Foxes, in this dichotomy, know a little about a lot of things; hedgehogs know a lot about a few things. I've tended to be more foxy than hedgehog-y (except in the mornings, just after a haircut, when I really do LOOK like a hedgehog...). In fact, the deep knowledge hedgehogs have of their subject matter has intimidated me. And I've fretted that I don't have such a topic that I want to dive into and commit myself totally to, for the rest of my career. It was very cool to find out that I'm not alone in being a fox, and that it is not necessarily a detriment! There are some broad common themes I'm interested in, but the specifics of addressing them are very varied (and their are more than one...).
In addition to being mostly foxy with shades of hedgehog (which I shall embrace and no longer decry!), I am also a splitter.* So there.

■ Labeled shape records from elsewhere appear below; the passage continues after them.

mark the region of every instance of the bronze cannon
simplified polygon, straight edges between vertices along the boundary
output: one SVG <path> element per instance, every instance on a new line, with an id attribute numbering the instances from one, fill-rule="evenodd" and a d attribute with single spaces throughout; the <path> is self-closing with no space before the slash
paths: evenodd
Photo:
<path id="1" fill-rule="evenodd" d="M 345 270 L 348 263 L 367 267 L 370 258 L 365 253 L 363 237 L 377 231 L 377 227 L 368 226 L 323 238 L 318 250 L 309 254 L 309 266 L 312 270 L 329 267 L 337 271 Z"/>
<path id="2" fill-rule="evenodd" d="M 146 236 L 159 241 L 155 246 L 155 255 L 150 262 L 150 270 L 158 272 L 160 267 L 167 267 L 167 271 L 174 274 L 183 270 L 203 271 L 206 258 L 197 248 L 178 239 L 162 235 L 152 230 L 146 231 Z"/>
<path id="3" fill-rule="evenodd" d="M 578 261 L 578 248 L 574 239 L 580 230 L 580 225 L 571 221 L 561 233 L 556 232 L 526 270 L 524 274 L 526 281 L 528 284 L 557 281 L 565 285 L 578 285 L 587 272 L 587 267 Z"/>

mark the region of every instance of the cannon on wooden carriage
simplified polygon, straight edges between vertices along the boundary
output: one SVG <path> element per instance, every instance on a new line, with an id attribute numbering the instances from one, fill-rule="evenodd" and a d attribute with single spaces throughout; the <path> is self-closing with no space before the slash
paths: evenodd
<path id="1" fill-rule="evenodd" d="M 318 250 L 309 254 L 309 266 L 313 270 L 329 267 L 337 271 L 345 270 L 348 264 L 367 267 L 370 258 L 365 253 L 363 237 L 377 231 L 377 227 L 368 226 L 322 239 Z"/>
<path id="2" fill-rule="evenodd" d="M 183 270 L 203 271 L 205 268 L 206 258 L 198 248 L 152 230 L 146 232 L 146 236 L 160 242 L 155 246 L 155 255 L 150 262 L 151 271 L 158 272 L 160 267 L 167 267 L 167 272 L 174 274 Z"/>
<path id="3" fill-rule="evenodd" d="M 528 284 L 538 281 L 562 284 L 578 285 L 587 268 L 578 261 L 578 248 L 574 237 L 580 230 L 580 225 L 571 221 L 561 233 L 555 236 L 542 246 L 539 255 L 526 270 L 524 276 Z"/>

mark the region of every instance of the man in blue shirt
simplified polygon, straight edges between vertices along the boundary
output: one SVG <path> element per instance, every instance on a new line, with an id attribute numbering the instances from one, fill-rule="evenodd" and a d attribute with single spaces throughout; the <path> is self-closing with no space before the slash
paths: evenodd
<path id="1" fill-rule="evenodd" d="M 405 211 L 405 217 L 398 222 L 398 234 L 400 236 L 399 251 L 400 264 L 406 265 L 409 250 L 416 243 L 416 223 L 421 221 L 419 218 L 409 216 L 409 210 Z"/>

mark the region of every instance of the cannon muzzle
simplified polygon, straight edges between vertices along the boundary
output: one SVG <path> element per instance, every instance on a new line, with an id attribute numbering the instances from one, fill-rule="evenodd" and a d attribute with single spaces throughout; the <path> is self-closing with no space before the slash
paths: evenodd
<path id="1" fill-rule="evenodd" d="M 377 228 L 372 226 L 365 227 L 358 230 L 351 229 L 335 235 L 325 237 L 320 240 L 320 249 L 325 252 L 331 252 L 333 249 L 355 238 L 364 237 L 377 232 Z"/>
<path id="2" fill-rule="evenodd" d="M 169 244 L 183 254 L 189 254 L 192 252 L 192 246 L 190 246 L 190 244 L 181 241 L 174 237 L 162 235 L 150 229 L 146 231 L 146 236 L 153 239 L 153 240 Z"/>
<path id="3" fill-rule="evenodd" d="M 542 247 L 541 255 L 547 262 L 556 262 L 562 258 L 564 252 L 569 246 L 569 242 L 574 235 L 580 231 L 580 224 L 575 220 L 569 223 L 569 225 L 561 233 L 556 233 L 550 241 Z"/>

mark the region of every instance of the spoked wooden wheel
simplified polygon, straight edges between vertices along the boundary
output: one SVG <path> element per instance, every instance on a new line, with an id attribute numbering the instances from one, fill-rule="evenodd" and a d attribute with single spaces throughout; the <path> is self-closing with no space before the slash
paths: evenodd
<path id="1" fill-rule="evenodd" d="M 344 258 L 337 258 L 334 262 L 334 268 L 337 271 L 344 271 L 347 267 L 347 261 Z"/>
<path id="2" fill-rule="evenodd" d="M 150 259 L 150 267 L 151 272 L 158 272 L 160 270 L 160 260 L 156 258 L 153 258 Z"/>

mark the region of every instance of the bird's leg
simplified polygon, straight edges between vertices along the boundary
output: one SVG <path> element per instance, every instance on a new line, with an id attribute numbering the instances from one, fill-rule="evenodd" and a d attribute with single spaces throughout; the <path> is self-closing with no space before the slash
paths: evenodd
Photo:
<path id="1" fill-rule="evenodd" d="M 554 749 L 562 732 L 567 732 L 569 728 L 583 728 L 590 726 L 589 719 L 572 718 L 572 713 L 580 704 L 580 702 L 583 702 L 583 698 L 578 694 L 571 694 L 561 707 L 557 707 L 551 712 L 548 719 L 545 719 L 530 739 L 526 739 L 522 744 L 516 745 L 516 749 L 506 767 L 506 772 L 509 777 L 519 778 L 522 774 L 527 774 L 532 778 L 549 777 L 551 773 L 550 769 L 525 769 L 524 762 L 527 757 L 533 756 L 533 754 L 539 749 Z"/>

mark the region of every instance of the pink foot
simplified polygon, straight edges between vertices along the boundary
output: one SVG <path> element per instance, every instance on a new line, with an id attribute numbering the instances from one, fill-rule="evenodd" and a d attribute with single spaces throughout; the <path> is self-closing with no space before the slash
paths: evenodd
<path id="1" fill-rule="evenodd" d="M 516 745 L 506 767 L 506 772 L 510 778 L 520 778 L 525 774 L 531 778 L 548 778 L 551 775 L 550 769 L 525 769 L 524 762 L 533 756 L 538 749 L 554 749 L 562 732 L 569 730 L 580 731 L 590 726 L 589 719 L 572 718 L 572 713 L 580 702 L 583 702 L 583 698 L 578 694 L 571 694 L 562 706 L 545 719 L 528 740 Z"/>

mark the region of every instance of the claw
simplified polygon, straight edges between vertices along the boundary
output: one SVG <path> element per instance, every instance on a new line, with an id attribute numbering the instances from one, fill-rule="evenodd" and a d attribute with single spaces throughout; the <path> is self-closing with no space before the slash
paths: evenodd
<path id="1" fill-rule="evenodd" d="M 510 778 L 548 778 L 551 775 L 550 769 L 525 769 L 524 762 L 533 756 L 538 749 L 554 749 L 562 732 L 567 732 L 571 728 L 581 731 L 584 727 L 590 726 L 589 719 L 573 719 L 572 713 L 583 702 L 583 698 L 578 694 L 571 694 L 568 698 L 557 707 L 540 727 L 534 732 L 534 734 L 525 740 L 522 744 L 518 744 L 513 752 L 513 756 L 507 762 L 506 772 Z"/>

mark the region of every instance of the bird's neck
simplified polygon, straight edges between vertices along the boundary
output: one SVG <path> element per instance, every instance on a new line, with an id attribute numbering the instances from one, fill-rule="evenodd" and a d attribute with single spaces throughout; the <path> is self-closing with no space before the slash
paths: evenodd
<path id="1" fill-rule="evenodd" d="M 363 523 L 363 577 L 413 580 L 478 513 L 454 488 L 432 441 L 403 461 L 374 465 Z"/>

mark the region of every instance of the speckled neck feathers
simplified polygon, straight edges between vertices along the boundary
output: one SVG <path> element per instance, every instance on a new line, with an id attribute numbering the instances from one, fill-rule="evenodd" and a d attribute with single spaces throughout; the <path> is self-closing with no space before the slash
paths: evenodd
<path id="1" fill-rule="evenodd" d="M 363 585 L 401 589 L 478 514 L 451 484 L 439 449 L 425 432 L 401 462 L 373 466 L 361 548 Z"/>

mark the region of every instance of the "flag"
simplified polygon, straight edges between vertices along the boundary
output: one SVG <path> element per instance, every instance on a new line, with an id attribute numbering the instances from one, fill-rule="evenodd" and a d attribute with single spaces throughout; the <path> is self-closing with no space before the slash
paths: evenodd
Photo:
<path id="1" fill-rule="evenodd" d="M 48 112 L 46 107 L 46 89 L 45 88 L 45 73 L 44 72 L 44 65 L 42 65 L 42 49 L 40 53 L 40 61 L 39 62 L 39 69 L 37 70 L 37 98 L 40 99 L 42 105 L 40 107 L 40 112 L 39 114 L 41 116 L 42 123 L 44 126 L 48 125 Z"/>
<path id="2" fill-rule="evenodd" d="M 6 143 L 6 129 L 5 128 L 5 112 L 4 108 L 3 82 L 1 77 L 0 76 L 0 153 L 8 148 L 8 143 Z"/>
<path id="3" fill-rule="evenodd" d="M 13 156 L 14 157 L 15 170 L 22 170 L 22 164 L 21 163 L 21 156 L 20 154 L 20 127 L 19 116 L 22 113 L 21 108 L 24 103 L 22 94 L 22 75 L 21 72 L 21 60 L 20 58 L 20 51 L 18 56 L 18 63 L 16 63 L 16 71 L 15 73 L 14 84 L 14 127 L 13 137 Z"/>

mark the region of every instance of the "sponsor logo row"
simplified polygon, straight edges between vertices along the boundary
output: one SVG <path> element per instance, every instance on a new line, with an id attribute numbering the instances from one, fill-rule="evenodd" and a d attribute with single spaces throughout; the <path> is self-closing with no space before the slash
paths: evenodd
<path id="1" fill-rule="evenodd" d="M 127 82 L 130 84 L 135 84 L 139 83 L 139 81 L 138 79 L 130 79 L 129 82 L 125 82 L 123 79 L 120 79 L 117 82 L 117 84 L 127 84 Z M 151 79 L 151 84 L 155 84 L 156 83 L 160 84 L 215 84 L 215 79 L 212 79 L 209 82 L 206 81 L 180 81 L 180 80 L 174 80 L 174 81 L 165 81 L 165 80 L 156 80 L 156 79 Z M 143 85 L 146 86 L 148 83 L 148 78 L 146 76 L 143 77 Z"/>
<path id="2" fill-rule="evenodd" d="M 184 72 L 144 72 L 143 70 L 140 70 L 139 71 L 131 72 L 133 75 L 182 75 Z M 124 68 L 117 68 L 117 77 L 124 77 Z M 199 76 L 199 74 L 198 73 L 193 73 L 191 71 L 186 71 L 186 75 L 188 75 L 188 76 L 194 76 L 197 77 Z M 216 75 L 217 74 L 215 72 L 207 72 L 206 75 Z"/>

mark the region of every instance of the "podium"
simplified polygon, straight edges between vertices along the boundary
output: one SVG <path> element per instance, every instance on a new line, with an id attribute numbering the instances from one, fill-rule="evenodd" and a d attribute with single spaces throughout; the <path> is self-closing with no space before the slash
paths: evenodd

* Splitter: in archaeology, there are lumpers and splitters. These traits are deeply coded into our very beings. Splitters are always splitters, unless forced to lump; lumpers are always lumpers unless forced to split. As a splitter, I tend to put things in several smaller groupings; lumpers tend to put things into fewer, larger groupings. These "things" can be soil layers, artifact types, fill deposits, etc.
4 comments:
Wow! Verrrrry interesting.
I am pondering the lumper and splitters...think I'm a splitter, too! Cheers!
Ooh! I love your Library Thing box, too!
Foxy here! There is just so much to know in the world. Of course, others would say I've become a myopic hedgehog on Douglass; but, really, biography is just an excuse to appear hedgehoggy while indulging the fox.
Not sure on the lumping and splitting.
Interesting - in my field foxes tend to be lumpers not splitters!